I closed the book, feeling the missing piece fall into place. It was

almost as if I heard God whispering to me, "I see you. I see the

sacrifices you make every day, even when no one around you does."

No act of kindness you've done, no sequin you've sewn on, no cupcake

you've baked, no Cub Scout meeting, no last minute errand is too small

for me to notice and smile over. You are building a great cathedral, but

you can't see right now what it will become.

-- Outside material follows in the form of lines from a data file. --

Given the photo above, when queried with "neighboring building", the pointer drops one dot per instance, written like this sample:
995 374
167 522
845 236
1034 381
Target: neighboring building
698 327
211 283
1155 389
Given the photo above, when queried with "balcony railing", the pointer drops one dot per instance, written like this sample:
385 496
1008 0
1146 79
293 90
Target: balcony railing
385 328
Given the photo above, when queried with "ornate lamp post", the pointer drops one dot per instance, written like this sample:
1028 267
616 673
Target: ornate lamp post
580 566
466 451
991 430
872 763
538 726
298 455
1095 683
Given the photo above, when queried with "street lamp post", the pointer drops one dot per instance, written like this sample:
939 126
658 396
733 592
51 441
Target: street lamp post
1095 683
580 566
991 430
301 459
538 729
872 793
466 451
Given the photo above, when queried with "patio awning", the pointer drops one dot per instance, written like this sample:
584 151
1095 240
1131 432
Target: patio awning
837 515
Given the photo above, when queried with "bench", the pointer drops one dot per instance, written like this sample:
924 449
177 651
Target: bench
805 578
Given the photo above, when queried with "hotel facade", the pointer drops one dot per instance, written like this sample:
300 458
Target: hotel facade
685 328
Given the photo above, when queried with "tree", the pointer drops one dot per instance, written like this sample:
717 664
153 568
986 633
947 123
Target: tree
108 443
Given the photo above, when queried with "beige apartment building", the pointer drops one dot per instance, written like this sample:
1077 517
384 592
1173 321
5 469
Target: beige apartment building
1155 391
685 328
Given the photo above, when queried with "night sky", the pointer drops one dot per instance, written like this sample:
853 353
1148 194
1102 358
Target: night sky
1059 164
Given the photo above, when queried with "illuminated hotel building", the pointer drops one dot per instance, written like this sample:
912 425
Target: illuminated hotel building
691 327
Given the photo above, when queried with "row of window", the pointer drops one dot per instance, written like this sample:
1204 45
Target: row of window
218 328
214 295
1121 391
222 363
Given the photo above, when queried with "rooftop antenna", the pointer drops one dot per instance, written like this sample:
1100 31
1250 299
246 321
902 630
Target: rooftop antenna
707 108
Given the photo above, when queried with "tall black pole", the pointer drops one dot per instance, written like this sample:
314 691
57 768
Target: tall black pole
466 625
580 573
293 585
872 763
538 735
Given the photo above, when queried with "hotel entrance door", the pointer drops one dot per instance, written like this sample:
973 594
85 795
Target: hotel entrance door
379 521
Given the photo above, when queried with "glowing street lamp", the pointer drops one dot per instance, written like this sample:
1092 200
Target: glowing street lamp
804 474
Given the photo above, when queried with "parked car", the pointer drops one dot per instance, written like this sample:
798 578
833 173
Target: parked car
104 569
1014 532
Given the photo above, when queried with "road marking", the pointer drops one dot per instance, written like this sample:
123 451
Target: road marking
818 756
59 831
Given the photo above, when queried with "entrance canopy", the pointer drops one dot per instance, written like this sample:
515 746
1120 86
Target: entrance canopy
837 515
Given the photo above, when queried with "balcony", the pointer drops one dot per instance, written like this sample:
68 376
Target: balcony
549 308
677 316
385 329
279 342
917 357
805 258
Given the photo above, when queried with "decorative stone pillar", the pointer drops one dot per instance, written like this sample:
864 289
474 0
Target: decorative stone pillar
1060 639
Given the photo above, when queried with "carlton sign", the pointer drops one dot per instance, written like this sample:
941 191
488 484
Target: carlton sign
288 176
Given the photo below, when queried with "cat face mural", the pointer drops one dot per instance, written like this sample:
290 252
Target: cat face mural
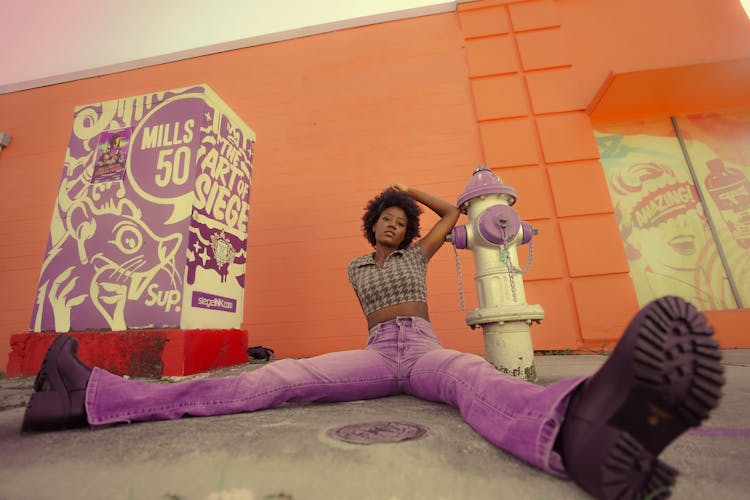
131 199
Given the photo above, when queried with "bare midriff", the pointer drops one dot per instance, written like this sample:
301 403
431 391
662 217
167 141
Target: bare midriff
392 312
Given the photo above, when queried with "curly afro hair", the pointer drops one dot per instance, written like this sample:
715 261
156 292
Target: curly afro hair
392 198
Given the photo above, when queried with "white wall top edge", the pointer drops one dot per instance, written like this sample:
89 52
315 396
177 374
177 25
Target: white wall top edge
91 38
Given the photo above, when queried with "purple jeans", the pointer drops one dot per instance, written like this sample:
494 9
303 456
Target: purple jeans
402 356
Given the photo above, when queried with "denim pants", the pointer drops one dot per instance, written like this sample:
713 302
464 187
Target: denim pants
403 356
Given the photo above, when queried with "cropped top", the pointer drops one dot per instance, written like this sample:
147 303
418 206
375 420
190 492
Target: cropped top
402 278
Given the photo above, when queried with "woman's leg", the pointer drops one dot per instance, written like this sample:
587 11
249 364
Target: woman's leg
341 376
663 377
520 417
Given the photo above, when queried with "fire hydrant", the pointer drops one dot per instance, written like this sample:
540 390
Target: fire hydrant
493 232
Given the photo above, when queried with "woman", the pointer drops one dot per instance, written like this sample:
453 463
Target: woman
604 431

I keep the right perspective when I see myself as a great builder. As

one of the people who show up at a job that they will never see

finished, to work on something that their name will never be on. The

writer of the book went so far as to say that no cathedrals could ever

be built in our lifetime because there are so few people willing to

sacrifice to that degree.

When I really think about it, I don't want my son/daughter to tell the friend

he's bringing home from college for Thanksgiving, "My Mom gets up at 4

in the morning and bakes homemade pies, and then she hand bastes a

turkey for three hours and presses all the linens for the table." That

would mean I'd built a monument to myself I just want him to want to

come home. And then, if there is anything more to say to his friend,

he'd say, "You're gonna love it there..."

As mothers, we are building great cathedrals. We cannot be seen if we're

doing it right. And one day, it is very possible that the world will

marvel, not only at what we have built, but at the beauty that has been

added to the world by the sacrifices of invisible mothers.